Before Beijing's Happy Valley amusement park opens each morning, its employees conduct security checks and run "empty car" tests on roller coasters inspections that will be repeated more often throughout the day as the park braces itself for an influx of visitors during China's Golden Week holiday.

Between Oct 1 and 8, hundreds of millions of Chinese will be travelling across the country, creating a surge that could overwhelm popular tourist sites such as the Great Wall and reviving longstanding concerns over overcrowding and safety.

On Oct 1 alone, passenger trips totalled 335.8 million, according to the Ministry of Transport.

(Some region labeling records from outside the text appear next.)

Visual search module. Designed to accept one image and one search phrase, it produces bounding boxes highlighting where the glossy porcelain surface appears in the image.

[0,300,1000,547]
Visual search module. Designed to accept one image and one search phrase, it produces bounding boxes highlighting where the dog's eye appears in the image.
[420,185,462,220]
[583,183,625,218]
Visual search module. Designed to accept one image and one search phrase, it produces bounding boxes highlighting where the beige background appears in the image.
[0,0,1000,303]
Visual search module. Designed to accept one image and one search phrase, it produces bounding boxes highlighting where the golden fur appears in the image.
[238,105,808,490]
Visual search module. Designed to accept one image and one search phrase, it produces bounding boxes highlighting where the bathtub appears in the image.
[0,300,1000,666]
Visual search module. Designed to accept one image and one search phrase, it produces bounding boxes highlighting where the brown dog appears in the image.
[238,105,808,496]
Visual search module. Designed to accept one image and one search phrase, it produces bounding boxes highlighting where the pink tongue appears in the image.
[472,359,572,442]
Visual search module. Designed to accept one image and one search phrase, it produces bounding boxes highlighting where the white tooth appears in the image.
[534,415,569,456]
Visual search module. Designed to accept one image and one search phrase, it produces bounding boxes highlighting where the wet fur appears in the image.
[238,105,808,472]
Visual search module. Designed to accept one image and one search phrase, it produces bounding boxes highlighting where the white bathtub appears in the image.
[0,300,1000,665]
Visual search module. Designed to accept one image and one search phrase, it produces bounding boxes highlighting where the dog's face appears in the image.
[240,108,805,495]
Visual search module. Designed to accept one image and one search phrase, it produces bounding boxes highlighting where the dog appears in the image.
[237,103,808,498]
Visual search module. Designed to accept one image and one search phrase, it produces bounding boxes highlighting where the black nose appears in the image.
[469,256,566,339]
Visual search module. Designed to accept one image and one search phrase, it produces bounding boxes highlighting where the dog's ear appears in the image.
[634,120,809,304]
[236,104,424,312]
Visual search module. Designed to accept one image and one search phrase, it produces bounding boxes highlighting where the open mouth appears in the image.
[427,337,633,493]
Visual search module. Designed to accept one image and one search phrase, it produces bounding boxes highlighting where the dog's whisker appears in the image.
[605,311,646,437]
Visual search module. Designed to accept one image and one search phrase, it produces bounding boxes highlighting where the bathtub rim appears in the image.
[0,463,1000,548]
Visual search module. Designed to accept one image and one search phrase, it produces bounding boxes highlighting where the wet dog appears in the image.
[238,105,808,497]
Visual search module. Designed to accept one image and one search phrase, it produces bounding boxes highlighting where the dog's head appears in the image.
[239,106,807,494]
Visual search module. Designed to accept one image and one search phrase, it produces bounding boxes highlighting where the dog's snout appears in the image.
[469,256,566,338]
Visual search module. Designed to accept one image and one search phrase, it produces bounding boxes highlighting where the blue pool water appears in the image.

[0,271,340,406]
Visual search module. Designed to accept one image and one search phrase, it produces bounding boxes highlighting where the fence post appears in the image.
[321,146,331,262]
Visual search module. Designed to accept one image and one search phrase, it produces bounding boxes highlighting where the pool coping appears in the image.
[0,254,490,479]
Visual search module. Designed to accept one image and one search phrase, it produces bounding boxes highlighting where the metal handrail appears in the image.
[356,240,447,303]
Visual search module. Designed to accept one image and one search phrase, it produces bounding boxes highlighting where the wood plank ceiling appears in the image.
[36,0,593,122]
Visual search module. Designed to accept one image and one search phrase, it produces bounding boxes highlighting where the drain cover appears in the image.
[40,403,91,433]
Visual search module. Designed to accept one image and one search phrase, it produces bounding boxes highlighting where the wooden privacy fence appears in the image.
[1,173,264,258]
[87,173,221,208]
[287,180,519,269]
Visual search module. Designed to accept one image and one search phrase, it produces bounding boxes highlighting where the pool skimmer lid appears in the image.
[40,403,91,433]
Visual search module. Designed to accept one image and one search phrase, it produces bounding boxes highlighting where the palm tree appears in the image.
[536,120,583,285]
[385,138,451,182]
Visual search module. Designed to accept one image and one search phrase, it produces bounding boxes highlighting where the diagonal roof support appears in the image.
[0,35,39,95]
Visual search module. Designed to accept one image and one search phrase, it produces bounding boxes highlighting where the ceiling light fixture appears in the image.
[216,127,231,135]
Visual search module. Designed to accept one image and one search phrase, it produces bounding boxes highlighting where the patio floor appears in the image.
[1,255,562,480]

From Hangzhou's West Lake to Mount Hua in Shaanxi province, famed for one of the world's steepest hiking trails, tourist hot spots across China have stepped up precautions, from using tools such as Al-powered real-time crowd monitoring to deploying heavier security patrols so they can keep the holiday rush under control.

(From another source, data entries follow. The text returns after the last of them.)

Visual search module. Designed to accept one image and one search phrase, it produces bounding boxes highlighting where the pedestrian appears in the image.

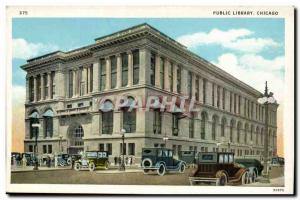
[114,156,118,165]
[22,156,27,168]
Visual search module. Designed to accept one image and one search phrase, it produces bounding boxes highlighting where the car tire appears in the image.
[179,164,185,173]
[157,164,166,176]
[241,172,249,185]
[89,162,96,172]
[74,163,81,171]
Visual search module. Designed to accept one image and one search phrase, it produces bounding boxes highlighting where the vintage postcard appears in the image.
[6,6,295,195]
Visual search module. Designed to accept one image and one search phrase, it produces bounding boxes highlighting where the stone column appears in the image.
[198,77,204,103]
[105,57,111,90]
[127,51,133,87]
[47,72,52,99]
[172,64,178,93]
[93,60,100,92]
[116,54,122,88]
[164,58,170,91]
[139,48,151,85]
[33,76,37,102]
[206,80,213,106]
[155,54,161,88]
[41,74,45,100]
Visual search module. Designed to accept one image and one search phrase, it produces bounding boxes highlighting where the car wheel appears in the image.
[157,164,166,176]
[219,173,227,186]
[74,163,81,171]
[104,161,109,169]
[241,172,249,185]
[179,164,185,173]
[89,162,96,172]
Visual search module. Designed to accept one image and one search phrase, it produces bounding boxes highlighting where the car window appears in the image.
[219,154,224,163]
[224,154,229,163]
[228,154,233,163]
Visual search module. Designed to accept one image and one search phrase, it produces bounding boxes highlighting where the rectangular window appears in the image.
[153,110,162,134]
[172,114,179,136]
[110,56,117,88]
[169,63,173,92]
[43,145,47,154]
[120,143,126,155]
[43,74,48,99]
[90,65,94,92]
[150,53,155,85]
[159,58,165,89]
[48,144,52,153]
[29,145,33,152]
[99,143,104,151]
[177,66,181,93]
[202,79,207,104]
[69,70,73,98]
[50,71,55,99]
[217,86,221,108]
[36,75,42,101]
[195,76,199,101]
[106,143,112,155]
[99,59,106,91]
[128,143,135,156]
[222,88,226,110]
[211,83,215,106]
[29,77,34,102]
[121,53,128,87]
[187,72,193,99]
[132,50,140,85]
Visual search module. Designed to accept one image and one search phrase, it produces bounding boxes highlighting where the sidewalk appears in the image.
[11,166,71,172]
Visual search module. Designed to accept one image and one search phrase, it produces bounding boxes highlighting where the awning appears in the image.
[43,110,54,117]
[29,112,40,119]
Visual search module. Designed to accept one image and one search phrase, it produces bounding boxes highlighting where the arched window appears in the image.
[230,119,234,142]
[100,100,114,134]
[29,111,40,139]
[211,116,218,140]
[43,109,54,138]
[123,97,136,133]
[221,118,226,137]
[237,122,242,143]
[201,112,207,140]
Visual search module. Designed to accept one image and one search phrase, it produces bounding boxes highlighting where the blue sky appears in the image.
[12,18,284,101]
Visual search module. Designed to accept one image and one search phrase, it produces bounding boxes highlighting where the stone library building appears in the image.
[21,23,278,160]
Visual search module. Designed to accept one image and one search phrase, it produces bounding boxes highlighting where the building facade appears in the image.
[22,24,278,161]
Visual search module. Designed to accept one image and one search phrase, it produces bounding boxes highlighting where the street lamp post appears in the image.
[119,128,126,171]
[257,81,276,183]
[31,123,41,170]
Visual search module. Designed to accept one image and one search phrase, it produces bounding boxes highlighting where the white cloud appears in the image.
[12,38,58,59]
[212,53,284,102]
[11,85,26,107]
[177,29,280,53]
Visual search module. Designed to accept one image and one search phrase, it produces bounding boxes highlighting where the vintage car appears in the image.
[235,158,264,182]
[74,151,109,171]
[189,152,249,186]
[141,148,186,176]
[178,151,197,165]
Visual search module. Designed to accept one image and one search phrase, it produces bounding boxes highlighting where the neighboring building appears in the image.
[22,24,278,161]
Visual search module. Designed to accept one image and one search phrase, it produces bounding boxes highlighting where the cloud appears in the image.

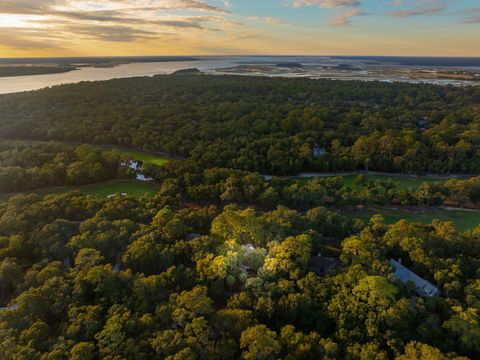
[387,0,448,18]
[0,0,234,49]
[330,9,368,26]
[290,0,360,8]
[0,28,63,50]
[461,7,480,24]
[246,16,287,25]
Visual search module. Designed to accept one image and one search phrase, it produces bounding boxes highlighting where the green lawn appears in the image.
[342,209,480,231]
[119,149,170,166]
[80,180,159,198]
[298,175,447,190]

China's domestic tourism boom, which has almost entirely bounced back from the pandemic-induced slump, is both an economic lifeline and a stress test, analysts said.

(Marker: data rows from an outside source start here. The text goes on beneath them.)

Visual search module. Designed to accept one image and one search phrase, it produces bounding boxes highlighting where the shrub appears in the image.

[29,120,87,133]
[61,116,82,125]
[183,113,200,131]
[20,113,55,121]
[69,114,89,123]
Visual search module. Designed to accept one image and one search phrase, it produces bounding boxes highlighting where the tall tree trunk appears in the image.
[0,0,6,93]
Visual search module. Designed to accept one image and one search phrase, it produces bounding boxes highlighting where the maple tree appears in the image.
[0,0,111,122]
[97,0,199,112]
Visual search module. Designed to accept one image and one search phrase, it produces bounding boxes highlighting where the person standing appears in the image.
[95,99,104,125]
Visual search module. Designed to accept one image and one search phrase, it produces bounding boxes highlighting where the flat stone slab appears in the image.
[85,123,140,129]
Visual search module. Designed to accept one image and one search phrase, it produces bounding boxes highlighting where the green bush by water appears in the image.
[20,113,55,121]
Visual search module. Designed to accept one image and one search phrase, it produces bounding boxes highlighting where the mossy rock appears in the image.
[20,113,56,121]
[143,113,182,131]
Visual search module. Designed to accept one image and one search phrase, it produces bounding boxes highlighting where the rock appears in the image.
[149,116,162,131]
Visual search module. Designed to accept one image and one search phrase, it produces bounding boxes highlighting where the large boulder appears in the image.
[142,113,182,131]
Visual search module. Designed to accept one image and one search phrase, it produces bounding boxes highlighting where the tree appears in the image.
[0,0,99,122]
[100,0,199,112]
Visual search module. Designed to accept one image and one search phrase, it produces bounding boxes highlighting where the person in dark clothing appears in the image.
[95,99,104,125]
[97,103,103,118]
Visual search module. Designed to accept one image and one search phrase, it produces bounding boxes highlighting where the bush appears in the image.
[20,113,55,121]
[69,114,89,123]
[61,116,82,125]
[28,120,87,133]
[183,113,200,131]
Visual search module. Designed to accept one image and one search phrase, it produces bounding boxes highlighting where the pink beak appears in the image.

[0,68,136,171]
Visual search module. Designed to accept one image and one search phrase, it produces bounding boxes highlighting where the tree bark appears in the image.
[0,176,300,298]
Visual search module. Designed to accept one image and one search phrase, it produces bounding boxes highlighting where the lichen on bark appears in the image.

While the Golden Week travel rush brings in the vital tourist spending China needs to bolster its sluggish economy, it also exposes the fault lines of an industry where ageing infrastructure, uneven enforcement and gaps in emergency preparedness collide with soaring demand.

Ms MingYii Lai, a strategy consultant at Daxue Consulting in Shanghai, said safety rules are more rigorously enforced at flagship 5A-rated attractions, which tend to draw the most crowds, but conditions vary widely at less-developed sites.

"Ageing infrastructure and gaps in enforcement are particularly serious at lower-tier or privately operated sites, as well as in newly developed rural areas, where oversight is often weaker," she added.